Photo: AP photo/freejamesfoley.org, Nicole Tung (inset).
By Casey Bukro
James Foley was an American photojournalist who captured the gruesome images of savage warfare, until he became one of those images himself.
Foley, 40, dressed in prisoner orange with a shaved head, is seen kneeling next to a masked, black-clad man holding a knife. Kidnapped in Syria almost two years ago, Foley seems to grimace as the masked man clutches his shirt from behind.
A video posted on YouTube, then taken down, reportedly shows Foley decapitated, his bloody head detached from his body and resting on his back. Two U.S. officials said they believe the video is authentic.
Journalistically, one of the issues in reporting on Foley is whether the grim photo, which seems to show the journalist in the last moments of his life, should have been published.
The New York Post and the New York Daily News gave the photo front-page exposure, causing Washington Post reporter Abby Phillip to ask if the tabloids had gone “too far by printing gruesome images of James Foley’s execution.”
The Society of Professional Journalists code of ethics encourages sensitivity in the use of photographs involving those caught up by tragedy or grief, and “avoid pandering to lurid curiosity.”
For tabloids, that can be a challenge. The rule seems to be the more shocking, the better, and big images are best
This is not the first time the New York Post is seen as going “too far.” On Dec. 4, 2012, it published a cover photo of a man desperately trying to climb up on the platform of the New York City subway after a panhandler allegedly pushed him onto the tracks.
The man in the photo is moments from death as he looks at the train bearing down on him.
The photo appeared with the words, “this man is about to die,” and “doomed.” It caused outrage among those who thought it was heartless to publish such a photo. Some thought the photographer should have helped the doomed man, instead of taking his picture.
Shock value has always been a tool of the trade for tabloid journalism, and, to some extent its younger media relative, online journalism.
What does it mean these days to “go too far”? Is that idea passé?
There was a time when the personal lives of American presidents were off limits. Clearly, rules change.

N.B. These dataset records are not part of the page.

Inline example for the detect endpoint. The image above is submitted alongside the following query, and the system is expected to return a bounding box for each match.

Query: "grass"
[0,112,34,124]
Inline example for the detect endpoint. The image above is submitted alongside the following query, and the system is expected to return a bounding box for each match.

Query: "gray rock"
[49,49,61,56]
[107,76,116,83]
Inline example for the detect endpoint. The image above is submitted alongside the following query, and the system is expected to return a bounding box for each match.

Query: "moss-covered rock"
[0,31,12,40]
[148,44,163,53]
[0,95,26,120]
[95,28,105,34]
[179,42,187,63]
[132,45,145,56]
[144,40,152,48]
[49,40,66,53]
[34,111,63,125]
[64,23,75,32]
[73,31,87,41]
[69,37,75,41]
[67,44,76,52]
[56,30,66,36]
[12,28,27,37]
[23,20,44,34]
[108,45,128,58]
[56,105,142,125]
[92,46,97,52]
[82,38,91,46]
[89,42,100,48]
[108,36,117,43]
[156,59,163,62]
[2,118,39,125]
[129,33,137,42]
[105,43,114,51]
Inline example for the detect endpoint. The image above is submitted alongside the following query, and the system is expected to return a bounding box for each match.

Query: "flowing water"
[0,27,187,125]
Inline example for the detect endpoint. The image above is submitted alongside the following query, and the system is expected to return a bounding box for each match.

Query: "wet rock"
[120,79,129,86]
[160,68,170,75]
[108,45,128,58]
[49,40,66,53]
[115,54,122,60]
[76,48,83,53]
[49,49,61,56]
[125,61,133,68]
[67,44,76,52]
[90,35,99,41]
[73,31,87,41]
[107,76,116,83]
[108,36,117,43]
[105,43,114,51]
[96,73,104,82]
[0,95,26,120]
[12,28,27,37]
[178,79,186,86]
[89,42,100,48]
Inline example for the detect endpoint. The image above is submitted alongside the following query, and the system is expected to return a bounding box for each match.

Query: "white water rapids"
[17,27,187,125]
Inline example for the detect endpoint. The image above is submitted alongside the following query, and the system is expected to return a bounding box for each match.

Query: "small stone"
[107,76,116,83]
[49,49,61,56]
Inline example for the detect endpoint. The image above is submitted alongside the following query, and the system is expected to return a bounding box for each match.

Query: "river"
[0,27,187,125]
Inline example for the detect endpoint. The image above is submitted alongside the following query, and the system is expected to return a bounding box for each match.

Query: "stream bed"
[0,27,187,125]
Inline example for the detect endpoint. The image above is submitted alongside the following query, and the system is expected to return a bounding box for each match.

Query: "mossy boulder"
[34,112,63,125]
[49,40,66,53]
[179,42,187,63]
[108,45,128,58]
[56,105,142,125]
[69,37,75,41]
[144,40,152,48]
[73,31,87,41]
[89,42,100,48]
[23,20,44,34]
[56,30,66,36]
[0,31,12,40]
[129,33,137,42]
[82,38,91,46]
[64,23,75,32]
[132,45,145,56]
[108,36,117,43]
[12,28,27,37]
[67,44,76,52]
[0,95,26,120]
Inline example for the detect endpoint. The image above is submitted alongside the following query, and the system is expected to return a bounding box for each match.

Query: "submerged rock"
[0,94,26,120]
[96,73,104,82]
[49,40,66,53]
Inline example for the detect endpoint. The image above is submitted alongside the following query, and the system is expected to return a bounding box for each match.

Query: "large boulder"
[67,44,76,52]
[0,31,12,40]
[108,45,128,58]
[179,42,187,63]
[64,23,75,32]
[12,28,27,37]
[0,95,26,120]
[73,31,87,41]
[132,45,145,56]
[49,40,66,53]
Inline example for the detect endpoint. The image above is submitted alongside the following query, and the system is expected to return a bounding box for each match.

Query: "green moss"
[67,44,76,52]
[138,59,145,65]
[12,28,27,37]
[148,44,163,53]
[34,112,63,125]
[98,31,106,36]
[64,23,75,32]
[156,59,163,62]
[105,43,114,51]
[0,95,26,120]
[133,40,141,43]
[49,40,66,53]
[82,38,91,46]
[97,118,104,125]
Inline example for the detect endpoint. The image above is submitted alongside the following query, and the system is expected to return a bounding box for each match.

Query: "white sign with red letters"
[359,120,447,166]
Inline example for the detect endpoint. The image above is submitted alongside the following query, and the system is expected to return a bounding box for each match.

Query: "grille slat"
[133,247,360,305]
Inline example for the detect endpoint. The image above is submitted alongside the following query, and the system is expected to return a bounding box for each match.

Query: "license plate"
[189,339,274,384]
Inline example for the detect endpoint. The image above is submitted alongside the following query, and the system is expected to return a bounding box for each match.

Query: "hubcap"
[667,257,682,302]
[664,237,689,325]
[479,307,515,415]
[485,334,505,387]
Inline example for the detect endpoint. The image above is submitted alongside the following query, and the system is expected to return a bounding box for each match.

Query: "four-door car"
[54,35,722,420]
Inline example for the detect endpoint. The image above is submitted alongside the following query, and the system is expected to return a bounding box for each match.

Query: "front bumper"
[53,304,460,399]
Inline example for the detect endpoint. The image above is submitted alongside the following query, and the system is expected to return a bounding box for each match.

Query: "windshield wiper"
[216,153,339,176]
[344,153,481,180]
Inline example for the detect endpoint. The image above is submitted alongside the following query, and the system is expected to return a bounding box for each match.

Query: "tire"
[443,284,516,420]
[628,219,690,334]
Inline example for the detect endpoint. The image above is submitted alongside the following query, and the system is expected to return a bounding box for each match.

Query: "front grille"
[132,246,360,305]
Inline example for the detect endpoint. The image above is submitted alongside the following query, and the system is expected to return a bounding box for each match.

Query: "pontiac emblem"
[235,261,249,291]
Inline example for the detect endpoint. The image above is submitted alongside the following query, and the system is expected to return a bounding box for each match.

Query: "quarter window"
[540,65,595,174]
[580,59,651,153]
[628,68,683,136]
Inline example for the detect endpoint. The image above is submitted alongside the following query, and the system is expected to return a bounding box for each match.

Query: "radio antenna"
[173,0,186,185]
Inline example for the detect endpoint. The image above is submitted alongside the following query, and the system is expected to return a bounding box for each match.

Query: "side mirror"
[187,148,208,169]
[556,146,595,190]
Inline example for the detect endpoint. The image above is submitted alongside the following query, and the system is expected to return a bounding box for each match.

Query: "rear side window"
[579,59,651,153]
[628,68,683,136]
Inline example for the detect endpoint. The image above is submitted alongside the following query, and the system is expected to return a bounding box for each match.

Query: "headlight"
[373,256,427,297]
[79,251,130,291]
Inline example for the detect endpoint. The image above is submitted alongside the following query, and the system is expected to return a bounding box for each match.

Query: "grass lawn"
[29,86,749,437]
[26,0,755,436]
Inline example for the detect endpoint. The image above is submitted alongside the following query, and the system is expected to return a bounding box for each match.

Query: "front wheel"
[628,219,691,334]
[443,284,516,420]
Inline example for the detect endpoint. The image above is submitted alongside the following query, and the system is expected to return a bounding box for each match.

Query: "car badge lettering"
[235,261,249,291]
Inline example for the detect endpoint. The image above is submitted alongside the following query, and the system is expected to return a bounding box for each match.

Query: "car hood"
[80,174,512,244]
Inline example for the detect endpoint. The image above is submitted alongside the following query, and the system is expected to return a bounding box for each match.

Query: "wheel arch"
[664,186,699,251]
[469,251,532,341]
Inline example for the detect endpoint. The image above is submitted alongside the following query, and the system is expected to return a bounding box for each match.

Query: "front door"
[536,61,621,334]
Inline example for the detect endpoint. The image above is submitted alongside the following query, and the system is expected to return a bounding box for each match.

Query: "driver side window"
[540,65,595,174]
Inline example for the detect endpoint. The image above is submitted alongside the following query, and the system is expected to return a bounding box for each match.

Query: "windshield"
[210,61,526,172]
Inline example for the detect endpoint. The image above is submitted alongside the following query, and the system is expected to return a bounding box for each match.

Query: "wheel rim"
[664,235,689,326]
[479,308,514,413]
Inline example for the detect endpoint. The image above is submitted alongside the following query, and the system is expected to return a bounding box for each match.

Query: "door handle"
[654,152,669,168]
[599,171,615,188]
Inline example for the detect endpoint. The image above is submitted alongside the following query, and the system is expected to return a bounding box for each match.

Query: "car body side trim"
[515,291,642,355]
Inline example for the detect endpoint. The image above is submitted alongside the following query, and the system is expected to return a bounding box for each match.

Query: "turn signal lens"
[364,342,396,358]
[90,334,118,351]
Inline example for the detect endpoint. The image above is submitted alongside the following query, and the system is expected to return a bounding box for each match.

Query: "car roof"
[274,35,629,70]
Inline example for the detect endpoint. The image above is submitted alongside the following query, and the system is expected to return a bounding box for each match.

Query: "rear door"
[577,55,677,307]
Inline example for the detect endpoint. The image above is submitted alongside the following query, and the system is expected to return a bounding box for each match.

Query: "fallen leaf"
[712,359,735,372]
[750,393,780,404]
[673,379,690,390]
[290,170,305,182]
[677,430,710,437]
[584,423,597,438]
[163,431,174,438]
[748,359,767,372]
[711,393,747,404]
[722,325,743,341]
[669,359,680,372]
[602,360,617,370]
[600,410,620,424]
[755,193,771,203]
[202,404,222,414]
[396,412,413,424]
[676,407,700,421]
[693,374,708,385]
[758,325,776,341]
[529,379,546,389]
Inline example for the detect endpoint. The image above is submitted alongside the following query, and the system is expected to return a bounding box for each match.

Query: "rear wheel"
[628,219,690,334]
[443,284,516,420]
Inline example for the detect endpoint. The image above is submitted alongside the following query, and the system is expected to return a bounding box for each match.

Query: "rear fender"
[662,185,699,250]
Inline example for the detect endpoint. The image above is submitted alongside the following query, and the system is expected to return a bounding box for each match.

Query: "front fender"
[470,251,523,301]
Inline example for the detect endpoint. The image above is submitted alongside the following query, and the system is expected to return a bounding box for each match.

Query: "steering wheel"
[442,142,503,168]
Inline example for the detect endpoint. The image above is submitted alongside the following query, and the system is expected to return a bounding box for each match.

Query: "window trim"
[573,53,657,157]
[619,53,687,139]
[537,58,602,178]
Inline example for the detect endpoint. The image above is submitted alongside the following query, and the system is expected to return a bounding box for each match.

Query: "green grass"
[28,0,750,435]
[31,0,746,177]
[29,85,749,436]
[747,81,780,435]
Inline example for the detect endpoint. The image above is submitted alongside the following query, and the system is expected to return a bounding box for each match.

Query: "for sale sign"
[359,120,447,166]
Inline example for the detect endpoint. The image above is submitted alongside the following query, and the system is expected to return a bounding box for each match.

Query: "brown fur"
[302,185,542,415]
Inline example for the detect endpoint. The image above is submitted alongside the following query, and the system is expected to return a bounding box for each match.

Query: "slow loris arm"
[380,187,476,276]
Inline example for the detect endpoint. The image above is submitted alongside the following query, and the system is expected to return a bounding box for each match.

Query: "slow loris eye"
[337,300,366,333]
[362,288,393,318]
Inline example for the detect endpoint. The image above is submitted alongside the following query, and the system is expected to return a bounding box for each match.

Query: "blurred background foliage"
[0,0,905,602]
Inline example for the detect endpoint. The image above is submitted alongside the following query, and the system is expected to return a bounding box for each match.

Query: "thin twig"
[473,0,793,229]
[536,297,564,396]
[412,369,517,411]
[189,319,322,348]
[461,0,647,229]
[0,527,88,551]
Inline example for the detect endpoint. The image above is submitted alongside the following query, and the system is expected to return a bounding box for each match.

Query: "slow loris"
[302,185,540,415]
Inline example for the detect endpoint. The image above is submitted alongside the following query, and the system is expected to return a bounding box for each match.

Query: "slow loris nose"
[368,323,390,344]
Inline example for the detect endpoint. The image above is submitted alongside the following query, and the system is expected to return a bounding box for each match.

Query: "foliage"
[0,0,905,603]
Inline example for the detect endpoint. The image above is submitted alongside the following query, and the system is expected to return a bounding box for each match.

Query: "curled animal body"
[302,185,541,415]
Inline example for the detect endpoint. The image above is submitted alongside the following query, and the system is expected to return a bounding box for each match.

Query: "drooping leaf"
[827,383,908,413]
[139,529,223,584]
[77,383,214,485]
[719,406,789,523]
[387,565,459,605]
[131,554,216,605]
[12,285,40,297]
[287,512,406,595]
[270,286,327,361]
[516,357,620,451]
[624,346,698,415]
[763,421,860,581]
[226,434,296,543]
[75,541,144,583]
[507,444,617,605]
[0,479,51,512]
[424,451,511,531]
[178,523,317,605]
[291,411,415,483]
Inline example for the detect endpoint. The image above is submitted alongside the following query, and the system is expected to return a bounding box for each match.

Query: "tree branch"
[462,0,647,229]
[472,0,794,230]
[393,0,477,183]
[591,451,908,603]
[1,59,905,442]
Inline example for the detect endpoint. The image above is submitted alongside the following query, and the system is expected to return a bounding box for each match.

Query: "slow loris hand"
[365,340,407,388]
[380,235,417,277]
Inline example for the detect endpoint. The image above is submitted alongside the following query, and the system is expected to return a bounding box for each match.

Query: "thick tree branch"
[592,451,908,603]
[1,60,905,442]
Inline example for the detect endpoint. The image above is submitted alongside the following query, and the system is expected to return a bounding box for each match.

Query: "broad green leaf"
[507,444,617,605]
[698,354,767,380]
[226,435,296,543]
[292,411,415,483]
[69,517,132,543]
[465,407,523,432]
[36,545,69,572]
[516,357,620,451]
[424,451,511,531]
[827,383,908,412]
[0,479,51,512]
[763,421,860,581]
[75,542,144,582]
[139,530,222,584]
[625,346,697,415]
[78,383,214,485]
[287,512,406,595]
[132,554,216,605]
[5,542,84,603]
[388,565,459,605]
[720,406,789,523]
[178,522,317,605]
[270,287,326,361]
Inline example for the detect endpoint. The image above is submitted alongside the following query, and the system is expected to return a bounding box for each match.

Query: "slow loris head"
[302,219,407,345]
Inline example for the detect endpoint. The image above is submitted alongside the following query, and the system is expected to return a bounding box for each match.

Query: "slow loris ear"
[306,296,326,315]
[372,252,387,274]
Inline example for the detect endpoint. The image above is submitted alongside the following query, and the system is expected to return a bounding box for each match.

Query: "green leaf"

What do you think? Is shock value just a hangover from tabloid journalism and outmoded, or justified at a time when movies and television trade in sex and sensationalism? Are we just old-fashioned when we cringe from photos of men about to die?
Journalists from three organizations, including SPJ, are pondering writing or rewriting codes of ethics. What should they say about shock value in the news?